The many-to-many conversation is important because it allows for certain things to happen. The leader can invite the group into a conversation in a respectful way, where they can demonstrate listening. The group can learn and listen from one another. They have the experience of being heard, and because they’re helping to drive the process, they can take more ownership of that. And then the group is able to reflect back to the leader the common interests.
Sherri Bell: When I arrived here 2 1/2 years ago, the board made it clear that they wanted a new strategic plan. So I spoke with our institutional research department and some of my VPs about wanting to make sure that we had lots of voices and lots of opportunity for faculty, students and staff to engage in the new strategic plan. We have two campuses with over 1,000 employees and almost 20,000 students. To engage everyone can be pretty complicated, so I pitched the idea of using Thoughtexchange to start our process.
We created some questions that we could send out to our community, and we worked a fair bit of time on those questions. For the first round, 375 faculty and staff participated, with over 1,000 thoughts contributed. The people who took part enjoyed the process, too, because it was like having a room full of people putting their ideas up and then going around with little sticky notes and putting 40,000 stars beside the thoughts on posters. The most exciting part was that they could star other people’s ideas, and they could also see their own ideas being reflected and starred as well. We collected the information from Thoughtexchange and created a first draft of our goal areas.
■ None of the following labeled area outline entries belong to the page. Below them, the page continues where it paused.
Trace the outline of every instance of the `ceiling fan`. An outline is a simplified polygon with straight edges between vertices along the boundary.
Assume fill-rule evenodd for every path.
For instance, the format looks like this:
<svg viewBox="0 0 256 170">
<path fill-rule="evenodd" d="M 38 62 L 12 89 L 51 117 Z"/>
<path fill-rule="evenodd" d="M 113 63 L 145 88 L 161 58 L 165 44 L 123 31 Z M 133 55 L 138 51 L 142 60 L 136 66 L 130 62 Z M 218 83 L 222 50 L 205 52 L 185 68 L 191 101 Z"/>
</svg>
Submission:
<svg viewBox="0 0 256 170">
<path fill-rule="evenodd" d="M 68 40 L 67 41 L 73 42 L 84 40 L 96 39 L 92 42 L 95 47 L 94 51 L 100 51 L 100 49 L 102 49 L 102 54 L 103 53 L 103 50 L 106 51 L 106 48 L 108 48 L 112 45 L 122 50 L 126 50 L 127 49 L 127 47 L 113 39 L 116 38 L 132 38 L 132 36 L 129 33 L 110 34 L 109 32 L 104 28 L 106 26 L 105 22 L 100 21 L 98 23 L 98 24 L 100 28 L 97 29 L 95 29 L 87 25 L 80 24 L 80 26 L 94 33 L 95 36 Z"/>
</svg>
We then sent the draft to the college community and did some face-to-face sessions. During those sessions, people were looking at the draft and giving very specific feedback from their perspective. That led to our second draft, which went to our board of governors, then out to the college community again, then back to our senior leadership council. Then we created a third and final draft.
During that process we were able to tweak things, and the faculty, staff and students could see how transparent the process was. That was key to them, because this is a very engaged community with a very positive culture, and people want to see themselves reflected in the strategic plan. In our next engagement we reached out to our community to gather feedback for updating our campus plan.
After trying a few other options to acquire feedback around updating our facilities, we decided to use Thoughtexchange again. We went back out to our college community with three open-ended questions. The answers to these questions gave us a lot of information that we could cluster because the responses were so varied and broad. In this process we really wanted to hear from the community and impart what was most important to staff and students.
By collecting that information, we wanted to be able to tell the college community, “We listened to you, and this is how we’re going to structure the work of the decisions that are going to be made.” For the second round, the participation rate went up. And I believe it went up not because the topic was important, but because people trusted the process. People found it very easy, and there was an element of fun involved. Over half of our employees ended up participating, and that gave us a lot of data.
One of the conversations we’ve had is about where this all fits in with leadership. When you think of the processes that we all engage in to bring our community into the decisions that we make, it speaks to respect, as well as to valuing the views, thoughts and experience of the people who work here and learn here.